Notice that changing to 15 doesn’t make much difference. tf.keras.layers.Dense(88, activation='relu') is important. Trying changing 128 to 88 resulted in Test accuracy: 0.824999988079071. With 128, it was 0.879800021648407. With 28, it was 0.7229999899864197. Does a larger value mean better results? However, when changed to 256, it was Test accuracy: 0.8409000039100647. This makes us ponder the meaning of loss and accuracy.

probability_model = tf.keras.Sequential([model, 
                                         tf.keras.layers.Softmax()])

Next, let’s make a prediction. Notice that Sequential is the same as above.
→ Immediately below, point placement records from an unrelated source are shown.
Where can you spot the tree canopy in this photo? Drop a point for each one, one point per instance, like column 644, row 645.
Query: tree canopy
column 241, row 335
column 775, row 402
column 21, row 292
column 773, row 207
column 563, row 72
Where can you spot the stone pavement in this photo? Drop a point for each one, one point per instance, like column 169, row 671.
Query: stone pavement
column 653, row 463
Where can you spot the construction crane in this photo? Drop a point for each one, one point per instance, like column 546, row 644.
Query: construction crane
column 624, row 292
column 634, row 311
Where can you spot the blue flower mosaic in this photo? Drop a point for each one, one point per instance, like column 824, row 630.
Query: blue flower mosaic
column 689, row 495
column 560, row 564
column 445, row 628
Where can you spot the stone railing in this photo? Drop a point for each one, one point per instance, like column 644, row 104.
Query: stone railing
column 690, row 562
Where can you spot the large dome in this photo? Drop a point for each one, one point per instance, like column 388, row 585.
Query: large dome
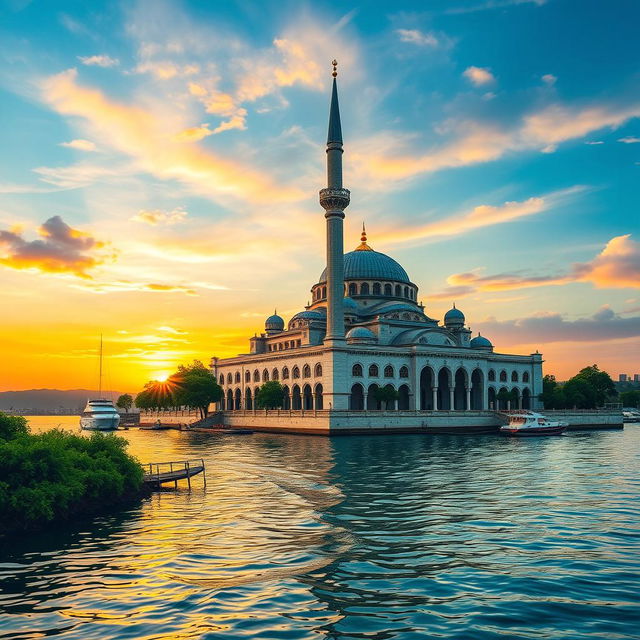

Pay attention to the parameters model and tf.keras.layers.Softmax().

probability_model = tf.keras.Sequential([model, 
                                         tf.keras.layers.Softmax()])
predictions = probability_model.predict(test_images)

def plot_image(i, predictions_array, true_label, img):
  true_label, img = true_label[i], img[i]
  plt.grid(False)
  plt.xticks([])
  plt.yticks([])

  plt.imshow(img, cmap=plt.cm.binary)

  predicted_label = np.argmax(predictions_array)
  if predicted_label == true_label:
    color = 'blue'
  else:
    color = 'red'

  plt.xlabel("{} {:2.0f}% ({})".format(class_names[predicted_label],
                                100*np.max(predictions_array),
                                class_names[true_label]),
                                color=color)

def plot_value_array(i, predictions_array, true_label):
  true_label = true_label[i]
  plt.grid(False)
  plt.xticks(range(10))
  plt.yticks([])
  thisplot = plt.bar(range(10), predictions_array, color="#777777")
  plt.ylim([0, 1])
  predicted_label = np.argmax(predictions_array)

  thisplot[predicted_label].set_color('red')
  thisplot[true_label].set_color('blue')

i = 0
plt.figure(figsize=(6,3))
plt.subplot(1,2,1)
plot_image(i, predictions[i], test_labels, test_images)
plt.subplot(1,2,2)
plot_value_array(i, predictions[i],  test_labels)
plt.show()  

pred

This indicates that this image has a 99% chance of being an Ankle boot. Notice that plot_image displays the left chart, and plot_value_array outputs the right chart.

num_rows = 5
num_cols = 3
num_images = num_rows*num_cols
plt.figure(figsize=(2*2*num_cols, 2*num_rows))
for i in range(num_images):
  plt.subplot(num_rows, 2*num_cols, 2*i+1)
  plot_image(i, predictions[i], test_labels, test_images)
  plt.subplot(num_rows, 2*num_cols, 2*i+2)
  plot_value_array(i, predictions[i], test_labels)
plt.tight_layout()
plt.show()

pred1

Notice that this just displays more test results. So, we roughly understand the usage flow. We still don’t know how the calculations work behind the scenes, but we know how to use them. Behind it all is calculus. How do we understand calculus?

For example, there’s a number between 1 and 100 for you to guess. Each time you guess, I tell you if it’s too low or too high. You guess 50. I say too low. You guess 80. I say too high. You guess 65. I say too high. You guess 55. I say too low. You guess 58. I say, yes, you got it.

Machine learning simulates a similar process behind the scenes, just more complex. It might involve many ranges like 1 to 100, guessing many numbers at once. Each guess involves a lot of calculations, and determining if it’s too high or too low also requires many computations.